MADDY DAY: I think that what's happening in Michigan is really very exciting.
GUERRA: Maddy Day works for something called Fostering Success Michigan, an initiative of Western Michigan University. The goal is to help every foster youth in the state get into college and keep them on track to graduate. She says in order to succeed, these young people need more.
DAY: They need the people on campuses who can walk them through those challenges of I don't know what I'm going to major in. You know, where do I live? How do I navigate peer relationships?

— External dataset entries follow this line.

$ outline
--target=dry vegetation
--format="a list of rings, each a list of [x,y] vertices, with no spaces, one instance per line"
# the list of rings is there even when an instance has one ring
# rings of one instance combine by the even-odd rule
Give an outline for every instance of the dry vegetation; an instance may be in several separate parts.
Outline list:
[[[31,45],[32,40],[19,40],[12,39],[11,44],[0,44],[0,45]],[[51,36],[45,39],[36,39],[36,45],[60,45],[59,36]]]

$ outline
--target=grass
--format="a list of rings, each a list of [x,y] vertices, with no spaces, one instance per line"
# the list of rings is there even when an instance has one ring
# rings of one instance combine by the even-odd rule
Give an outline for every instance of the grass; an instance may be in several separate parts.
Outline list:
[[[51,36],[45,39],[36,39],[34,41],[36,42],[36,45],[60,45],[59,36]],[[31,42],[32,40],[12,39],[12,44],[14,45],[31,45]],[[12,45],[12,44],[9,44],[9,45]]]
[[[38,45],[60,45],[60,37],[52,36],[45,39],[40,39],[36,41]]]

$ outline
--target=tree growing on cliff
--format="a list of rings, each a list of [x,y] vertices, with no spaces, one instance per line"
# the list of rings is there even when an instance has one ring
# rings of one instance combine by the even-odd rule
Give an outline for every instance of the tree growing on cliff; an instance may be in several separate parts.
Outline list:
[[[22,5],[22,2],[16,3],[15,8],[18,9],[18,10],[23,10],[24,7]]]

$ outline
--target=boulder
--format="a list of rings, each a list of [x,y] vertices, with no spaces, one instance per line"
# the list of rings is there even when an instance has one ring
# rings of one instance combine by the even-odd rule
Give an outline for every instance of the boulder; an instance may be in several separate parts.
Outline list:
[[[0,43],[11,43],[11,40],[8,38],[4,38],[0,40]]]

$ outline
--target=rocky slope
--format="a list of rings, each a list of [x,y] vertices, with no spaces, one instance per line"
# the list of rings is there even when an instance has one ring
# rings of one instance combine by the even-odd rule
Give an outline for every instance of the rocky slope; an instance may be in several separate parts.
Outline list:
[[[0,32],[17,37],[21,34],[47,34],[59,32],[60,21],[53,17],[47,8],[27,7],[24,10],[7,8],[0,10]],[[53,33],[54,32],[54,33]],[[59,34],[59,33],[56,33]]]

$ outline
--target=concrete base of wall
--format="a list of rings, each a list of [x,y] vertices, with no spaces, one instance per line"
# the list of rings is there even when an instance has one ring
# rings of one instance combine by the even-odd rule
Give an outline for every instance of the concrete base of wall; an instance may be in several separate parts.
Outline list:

GUERRA: Maddy Day says the most successful programs provide year-round housing, a way to connect with other former foster youth and campus coaches who are on call 24 hours a day to help. There are some schools across the country that offer all of that. And they have a pretty good track record in terms of improving graduation rates for former foster youth. The jury's still out, though, on whether tuition assistance alone is enough. Jasmine Uqdah thinks it is.
UQDAH: Now that I have my tuition paid for, I have no excuse whatsoever not to turn in any assignment.
GUERRA: She has her books, her supplies, and she's on track to get her associates degree this winter. She then hopes to enroll at the University of Michigan in Flint to get her bachelors in social work.
UQDAH: And it's just a great feeling to know you're not five steps backwards from the class. Like, you're right there. So if you feel - that's on you because you have no excuses at this point in time.
GUERRA: OK, she's being pretty hard on herself. Jasmine Uqdah has had more bad things happen to her than many of us will experience in our lifetimes. But now, at least, she has a real shot at success. For NPR News, I'm Jennifer Guerra.